Prostitutes and 5* hotels: Day one of Libyan Investment Fund vs Goldman Sachs trial
Goldman Sachs exploited inexperienced staff at Libya's sovereign wealth fund to clinch "inappropriate" deals which cost the fund $1.2 bn (1.5 bn euros), lawyers at London's High Court claimed on Monday.
The high-profile trial promises a rare glimpse into the workings of the US investment bank, and features allegations of shady dealings and the use of prostitutes in 2008.
The Wall Street giant denies any wrongdoing, saying the Libyan Investment Authority (LIA) lost money due to the 2008 financial crash, not their close but controversial working relationship.

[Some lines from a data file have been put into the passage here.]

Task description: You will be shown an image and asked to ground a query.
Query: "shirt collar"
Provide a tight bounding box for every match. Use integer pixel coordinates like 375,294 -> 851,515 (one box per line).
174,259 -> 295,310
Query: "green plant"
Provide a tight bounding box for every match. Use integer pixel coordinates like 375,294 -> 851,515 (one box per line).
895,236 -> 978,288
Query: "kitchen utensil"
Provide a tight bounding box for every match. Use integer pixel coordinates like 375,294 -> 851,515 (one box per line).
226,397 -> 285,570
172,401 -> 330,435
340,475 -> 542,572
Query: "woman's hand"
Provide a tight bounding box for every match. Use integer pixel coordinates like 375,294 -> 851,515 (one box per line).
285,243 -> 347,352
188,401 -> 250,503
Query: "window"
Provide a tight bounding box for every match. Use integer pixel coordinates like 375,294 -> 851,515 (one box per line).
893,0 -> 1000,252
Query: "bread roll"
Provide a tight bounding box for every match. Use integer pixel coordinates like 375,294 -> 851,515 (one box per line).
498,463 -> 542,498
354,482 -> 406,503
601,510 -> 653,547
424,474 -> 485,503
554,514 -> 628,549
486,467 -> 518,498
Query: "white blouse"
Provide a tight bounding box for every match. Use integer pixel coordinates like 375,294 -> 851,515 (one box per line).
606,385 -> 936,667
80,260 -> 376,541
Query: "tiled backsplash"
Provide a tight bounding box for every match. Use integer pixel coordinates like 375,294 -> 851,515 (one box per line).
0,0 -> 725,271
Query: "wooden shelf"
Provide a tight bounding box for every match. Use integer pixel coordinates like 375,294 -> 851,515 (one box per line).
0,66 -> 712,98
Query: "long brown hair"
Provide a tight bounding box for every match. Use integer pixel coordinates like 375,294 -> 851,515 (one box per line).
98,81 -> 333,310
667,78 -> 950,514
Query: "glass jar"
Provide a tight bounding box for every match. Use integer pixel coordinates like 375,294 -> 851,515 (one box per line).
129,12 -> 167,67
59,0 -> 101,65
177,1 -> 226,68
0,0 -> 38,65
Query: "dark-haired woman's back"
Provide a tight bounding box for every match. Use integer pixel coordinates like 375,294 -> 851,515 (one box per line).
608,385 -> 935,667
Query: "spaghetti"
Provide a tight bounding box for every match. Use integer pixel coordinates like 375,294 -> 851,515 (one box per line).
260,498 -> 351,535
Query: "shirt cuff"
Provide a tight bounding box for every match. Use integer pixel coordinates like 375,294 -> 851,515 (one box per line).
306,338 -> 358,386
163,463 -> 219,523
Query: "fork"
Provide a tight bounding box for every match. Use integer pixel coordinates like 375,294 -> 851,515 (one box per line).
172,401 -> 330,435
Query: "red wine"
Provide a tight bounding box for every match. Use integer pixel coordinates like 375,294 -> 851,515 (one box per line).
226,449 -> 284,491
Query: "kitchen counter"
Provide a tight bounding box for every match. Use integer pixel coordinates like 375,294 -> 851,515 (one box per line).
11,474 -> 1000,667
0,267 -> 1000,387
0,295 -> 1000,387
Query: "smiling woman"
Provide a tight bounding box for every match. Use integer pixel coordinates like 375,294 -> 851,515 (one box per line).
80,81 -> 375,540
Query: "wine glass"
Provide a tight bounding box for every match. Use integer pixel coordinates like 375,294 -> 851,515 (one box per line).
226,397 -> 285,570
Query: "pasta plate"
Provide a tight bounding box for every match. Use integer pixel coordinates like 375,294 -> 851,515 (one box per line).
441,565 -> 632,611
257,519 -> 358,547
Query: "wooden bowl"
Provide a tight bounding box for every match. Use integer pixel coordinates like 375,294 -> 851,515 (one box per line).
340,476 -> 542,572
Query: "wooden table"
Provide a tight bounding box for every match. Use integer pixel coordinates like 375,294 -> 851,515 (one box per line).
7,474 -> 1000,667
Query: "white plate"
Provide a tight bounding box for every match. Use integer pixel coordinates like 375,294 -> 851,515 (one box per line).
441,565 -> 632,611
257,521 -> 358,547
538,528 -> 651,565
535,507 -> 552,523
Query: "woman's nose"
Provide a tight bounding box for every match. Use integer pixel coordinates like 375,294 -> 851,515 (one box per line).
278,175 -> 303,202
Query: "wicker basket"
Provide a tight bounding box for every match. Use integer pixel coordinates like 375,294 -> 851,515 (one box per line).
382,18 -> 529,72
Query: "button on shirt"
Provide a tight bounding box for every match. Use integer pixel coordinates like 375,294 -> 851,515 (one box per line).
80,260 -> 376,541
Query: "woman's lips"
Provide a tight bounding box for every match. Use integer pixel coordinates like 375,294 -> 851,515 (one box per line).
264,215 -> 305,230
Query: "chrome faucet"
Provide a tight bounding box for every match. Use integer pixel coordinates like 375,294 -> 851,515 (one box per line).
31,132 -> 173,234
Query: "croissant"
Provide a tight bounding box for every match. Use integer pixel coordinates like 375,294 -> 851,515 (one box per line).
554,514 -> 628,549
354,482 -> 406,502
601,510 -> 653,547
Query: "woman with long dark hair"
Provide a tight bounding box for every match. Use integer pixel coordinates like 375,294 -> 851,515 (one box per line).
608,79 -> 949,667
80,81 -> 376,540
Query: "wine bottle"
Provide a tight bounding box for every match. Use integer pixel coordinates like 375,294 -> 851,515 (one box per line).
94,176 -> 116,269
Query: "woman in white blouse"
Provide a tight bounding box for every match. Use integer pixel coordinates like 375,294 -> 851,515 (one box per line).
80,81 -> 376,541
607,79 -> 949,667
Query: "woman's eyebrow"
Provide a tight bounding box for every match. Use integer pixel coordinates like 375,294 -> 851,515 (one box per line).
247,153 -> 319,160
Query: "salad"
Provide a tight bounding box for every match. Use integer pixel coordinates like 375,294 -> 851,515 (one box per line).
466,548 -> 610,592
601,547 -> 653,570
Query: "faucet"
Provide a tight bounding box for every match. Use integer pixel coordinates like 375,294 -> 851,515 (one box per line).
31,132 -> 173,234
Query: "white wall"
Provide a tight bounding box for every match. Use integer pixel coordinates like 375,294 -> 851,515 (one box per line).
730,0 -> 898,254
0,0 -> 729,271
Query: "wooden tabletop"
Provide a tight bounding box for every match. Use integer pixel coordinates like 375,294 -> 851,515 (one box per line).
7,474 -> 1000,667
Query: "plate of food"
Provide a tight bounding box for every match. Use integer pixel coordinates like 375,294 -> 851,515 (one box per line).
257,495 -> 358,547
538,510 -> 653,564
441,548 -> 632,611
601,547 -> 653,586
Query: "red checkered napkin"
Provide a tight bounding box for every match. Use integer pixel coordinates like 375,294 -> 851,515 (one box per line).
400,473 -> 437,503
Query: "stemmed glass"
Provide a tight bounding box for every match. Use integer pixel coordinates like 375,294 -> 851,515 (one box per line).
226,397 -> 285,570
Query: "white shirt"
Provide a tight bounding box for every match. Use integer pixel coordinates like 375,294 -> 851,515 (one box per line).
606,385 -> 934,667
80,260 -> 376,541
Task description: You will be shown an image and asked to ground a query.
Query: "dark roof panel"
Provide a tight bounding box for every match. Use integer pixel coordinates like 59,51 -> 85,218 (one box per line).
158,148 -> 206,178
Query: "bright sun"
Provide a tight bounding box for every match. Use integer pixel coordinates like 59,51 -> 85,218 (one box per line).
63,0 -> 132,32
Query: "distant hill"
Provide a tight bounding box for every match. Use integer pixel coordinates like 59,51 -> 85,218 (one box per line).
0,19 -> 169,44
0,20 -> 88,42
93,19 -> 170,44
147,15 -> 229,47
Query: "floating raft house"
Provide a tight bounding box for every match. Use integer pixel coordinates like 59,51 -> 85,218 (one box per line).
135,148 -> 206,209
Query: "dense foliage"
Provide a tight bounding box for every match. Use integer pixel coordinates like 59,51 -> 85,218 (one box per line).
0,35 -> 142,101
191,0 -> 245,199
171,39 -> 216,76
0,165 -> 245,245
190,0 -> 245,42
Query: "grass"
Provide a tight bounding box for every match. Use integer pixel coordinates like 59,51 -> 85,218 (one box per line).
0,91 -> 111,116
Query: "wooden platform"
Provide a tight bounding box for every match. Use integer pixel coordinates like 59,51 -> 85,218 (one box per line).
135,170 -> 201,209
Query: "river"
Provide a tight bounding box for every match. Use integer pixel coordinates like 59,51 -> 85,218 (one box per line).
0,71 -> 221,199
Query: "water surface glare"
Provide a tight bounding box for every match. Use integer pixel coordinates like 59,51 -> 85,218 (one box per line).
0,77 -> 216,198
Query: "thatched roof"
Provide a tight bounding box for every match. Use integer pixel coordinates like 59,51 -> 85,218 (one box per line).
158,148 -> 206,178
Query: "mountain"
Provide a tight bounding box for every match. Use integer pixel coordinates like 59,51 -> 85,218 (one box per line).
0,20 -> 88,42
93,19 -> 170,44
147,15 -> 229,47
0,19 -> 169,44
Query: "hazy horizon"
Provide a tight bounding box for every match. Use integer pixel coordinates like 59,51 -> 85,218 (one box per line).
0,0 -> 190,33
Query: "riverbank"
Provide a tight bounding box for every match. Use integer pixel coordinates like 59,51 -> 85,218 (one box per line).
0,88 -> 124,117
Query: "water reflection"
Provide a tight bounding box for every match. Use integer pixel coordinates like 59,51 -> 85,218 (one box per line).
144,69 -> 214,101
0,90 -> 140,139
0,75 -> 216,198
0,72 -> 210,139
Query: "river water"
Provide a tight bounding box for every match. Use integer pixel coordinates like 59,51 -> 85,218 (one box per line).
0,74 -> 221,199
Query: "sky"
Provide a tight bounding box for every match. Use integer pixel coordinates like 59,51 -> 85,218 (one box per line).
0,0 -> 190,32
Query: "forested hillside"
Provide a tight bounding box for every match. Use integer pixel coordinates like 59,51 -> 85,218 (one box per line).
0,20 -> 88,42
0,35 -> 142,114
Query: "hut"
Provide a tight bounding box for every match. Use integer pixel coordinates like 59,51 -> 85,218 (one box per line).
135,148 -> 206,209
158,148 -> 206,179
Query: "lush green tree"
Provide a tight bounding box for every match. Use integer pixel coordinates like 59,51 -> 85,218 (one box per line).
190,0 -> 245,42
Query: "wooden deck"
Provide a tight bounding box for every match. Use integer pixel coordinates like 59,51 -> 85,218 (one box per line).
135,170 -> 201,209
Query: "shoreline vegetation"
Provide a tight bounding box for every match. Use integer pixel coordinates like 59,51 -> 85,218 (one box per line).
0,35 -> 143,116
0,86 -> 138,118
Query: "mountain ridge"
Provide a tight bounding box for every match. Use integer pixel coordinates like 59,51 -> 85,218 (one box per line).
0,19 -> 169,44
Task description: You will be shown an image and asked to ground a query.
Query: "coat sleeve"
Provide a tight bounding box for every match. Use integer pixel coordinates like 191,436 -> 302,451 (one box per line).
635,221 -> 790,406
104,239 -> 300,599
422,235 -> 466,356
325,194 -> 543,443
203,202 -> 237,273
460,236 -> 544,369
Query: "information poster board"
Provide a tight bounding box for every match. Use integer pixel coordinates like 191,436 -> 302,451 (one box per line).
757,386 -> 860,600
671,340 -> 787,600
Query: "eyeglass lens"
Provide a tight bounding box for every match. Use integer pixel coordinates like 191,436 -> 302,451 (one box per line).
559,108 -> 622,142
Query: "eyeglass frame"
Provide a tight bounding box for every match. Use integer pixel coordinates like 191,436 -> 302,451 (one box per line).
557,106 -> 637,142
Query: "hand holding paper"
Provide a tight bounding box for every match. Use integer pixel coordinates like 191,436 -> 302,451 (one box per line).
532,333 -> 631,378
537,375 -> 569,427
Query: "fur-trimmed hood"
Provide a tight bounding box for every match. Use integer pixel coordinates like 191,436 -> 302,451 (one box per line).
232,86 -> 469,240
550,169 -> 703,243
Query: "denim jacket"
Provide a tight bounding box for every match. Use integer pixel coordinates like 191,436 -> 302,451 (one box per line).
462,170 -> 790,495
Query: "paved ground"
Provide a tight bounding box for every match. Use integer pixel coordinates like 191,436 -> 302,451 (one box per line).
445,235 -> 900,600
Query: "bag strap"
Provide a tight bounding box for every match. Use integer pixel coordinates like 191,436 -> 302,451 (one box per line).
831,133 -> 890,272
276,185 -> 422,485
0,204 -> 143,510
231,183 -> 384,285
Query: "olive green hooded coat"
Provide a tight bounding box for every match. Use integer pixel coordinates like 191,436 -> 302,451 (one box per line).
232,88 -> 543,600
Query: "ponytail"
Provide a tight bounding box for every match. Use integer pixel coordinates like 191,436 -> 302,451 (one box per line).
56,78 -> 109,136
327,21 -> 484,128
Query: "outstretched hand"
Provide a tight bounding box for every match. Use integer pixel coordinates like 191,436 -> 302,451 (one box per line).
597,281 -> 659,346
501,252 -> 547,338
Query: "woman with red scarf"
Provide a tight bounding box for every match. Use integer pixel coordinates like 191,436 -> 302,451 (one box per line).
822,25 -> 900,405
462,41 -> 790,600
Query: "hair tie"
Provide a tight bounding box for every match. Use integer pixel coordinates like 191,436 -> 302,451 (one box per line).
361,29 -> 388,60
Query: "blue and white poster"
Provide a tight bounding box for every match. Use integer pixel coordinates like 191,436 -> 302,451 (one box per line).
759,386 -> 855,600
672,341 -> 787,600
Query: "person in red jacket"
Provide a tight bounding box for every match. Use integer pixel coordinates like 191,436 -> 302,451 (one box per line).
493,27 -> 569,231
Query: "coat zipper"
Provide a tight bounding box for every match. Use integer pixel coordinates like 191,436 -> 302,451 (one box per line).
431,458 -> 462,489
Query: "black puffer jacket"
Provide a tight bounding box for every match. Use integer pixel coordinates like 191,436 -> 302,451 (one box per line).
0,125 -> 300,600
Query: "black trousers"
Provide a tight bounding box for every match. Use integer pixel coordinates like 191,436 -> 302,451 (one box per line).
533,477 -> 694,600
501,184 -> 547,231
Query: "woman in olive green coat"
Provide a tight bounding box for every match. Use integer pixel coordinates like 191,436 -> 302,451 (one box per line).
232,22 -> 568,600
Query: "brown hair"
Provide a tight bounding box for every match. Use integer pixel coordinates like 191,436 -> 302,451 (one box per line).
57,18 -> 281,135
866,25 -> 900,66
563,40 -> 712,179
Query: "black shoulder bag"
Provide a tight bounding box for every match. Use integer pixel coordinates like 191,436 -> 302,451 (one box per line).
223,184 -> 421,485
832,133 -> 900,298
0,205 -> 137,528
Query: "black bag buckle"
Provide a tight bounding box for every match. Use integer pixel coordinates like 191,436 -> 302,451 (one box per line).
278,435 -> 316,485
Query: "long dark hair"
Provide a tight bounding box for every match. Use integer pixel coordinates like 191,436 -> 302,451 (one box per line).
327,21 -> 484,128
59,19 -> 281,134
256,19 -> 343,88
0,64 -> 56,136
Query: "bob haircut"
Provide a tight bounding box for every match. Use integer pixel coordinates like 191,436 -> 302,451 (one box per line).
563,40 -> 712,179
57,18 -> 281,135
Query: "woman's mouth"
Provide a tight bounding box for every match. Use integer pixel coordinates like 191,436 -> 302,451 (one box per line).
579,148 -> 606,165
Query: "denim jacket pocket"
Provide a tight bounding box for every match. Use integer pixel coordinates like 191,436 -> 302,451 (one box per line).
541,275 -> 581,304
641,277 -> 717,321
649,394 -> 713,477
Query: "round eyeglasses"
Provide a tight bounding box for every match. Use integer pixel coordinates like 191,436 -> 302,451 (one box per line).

On the opening day of the hearing into the LIA's claim, its lawyer Roger Masefield read out an internal message sent by Goldman Sachs partner Driss Ben-Brahim.
Ben-Brahim said the nascent fund, set up by Muammar Gaddafi's government in 2006 to capitalise on Libya's oil wealth, was "very unsophisticated - and anyone could 'rape them'," the court heard.
The LIA alleges that Goldman Sachs employee Youssef Kabbaj embedded himself in the fund, gained the trust of "young and impressionable staff," and sold it complex products that ended up losing the LIA more than $1.2 bn.
These actions earned the bank over $220 mn in profits, the LIA's lawyers claim.
Kabbaj built an especially close relationship with Haitem Zarti, younger brother of fund chairman Mustafa Zarti, securing him a coveted Goldman internship, Masefield told Judge Vivien Rose.
Kabbaj took Haitem Zarti on holidays to Morocco and to a conference in Dubai.
Here, "it appears from Goldman Sachs' disclosure that, while there, Mr Kabbaj arranged for two prostitutes to spend the evening with them at a cost of $600," LIA lawyers claimed.
It is then alleged that the bank rushed through a basket of deals of "staggering size" in 2008 without the LIA conducting due diligence tests or seeking independent advice.
Abuse of trust?
The bank had earlier sold the LIA complex derivative products tied to the share prices of Citigroup bank and French energy firm EDF.
The LIA, one of the world's wealthiest investors, claims it was tricked into believing it had gained strategic stakes in the companies.
But it says in reality it only held risky bets which became worthless when stock markets plunged following the collapse of the Lehman Brothers bank in September 2008, wiping out the $1.2 bn outlay.
The situation became clear to Mustafa Zarti during a 2008 meeting with the bank, whereupon he threw Kabbaj out of the meeting, the court heard.
He later called Goldman Sachs a "bank of Mafiosi" and claimed it had "abused his trust," selling him risky products inappropriate for a state fund.
As evidence of Goldman Sachs' opinion of their financial knowledge, the claimant's legal team cited an email sent by a Goldman Sachs vice-president describing a presentation given to the LIA.
It said: "You just delivered a pitch on structured leveraged loans to someone who lives in the middle of the desert with his camels."
Goldman Sachs denies it exerted undue influence on the fund or abused its trust, arguing that the deals involved standard products common in the financial world.
In its submission to the court, it said: "The credit crisis and its impact on global markets turned out to be far more prolonged than the LIA and the great majority of market participants had anticipated.
"The LIA was the victim of an unforeseen financial depression, not of any wrongdoing."
Goldman partners, including Andrea Vella, co-head of investment banking in Asia, are expected to give evidence during the eight-week hearing, in which the LIA is seeking to recoup its losses.